Tuesday, July 15, 2008

Raclawicka Panorama from Lwow to Wroclaw







Imagine painting a battle scene the size of 15 meter tall and 114 meter long.
Imagine this painting covering the inside of a round room so that it in fact has no beginning and no end.
Imagine that you stand in the middle of this room, as if you are on the top of a little hill, and that additional props between you and the painting itself make you feel you are there, watching the battle.

Imagine that this battle was painted during the years 1893 - 1894, and exhibited in Lwow from 1894. At that time Lwow (and Galicja) was part of the Austrian Hungarian Empire and there was no independent Poland.
Imagine that on April 4th 1794, at the Battle of Raclawicka, the Poles had won over the Russians.

Fast forward:
Lwow was part of independent Poland between the two world wars, but was occupied by the Soviet Union from the autumn of 1939 till the summer of 1941, and then again from the end of World War Two.
Today Lwow is the city of Lviv in Ukraine.

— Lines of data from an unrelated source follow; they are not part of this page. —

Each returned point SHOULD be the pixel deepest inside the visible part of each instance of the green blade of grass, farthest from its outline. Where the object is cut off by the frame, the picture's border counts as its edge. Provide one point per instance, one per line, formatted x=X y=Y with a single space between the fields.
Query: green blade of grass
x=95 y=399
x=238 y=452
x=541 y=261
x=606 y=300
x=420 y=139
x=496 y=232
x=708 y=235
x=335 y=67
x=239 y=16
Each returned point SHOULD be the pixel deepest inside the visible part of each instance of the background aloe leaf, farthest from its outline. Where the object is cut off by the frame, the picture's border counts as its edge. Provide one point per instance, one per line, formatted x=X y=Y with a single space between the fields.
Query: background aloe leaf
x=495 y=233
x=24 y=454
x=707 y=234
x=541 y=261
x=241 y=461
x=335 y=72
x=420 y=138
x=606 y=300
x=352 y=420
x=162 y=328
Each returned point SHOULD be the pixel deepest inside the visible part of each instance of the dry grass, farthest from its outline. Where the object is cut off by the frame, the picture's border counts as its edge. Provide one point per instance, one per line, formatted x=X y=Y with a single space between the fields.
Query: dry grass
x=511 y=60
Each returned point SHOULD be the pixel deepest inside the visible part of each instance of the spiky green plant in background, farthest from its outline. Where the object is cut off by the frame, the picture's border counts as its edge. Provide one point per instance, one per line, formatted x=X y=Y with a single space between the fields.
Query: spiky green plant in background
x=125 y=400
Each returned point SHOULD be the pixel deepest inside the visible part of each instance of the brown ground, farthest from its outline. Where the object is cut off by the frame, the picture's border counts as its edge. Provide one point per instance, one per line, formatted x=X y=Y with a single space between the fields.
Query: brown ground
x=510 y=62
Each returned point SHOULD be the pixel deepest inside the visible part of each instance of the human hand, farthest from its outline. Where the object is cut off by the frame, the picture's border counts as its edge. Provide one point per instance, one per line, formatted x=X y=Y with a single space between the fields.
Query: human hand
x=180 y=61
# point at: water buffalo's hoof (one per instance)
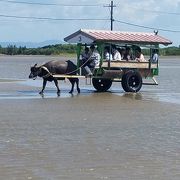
(41, 92)
(78, 90)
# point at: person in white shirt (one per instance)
(155, 56)
(116, 54)
(107, 54)
(139, 55)
(93, 61)
(85, 56)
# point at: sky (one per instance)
(128, 14)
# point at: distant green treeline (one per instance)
(59, 49)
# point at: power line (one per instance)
(153, 11)
(53, 19)
(147, 27)
(51, 4)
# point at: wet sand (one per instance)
(87, 136)
(95, 136)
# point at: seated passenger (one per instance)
(116, 54)
(139, 55)
(107, 54)
(127, 55)
(85, 56)
(155, 56)
(93, 61)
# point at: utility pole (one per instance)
(112, 19)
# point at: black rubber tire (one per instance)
(131, 81)
(101, 85)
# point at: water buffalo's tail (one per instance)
(71, 68)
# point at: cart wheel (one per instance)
(131, 81)
(101, 85)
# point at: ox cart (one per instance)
(131, 73)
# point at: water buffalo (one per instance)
(47, 70)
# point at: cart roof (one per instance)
(91, 36)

So the fact that this painting still exists and has been exhibited in Wroclaw since 1985, is as much of the story as the painting itself.

Seventy persons at a time enter the exhibition and for half an hour get the explanations of the battle as it unfolds in the painting.
The explanations are in Polish, but we received a small tape and listened to the English version.

It was definitely worth the visit.

PS. The two main artists behind the Raclawicka Panorama were Jan Styka (1858-1925) and Wojciech Kossak (1857 - 1942).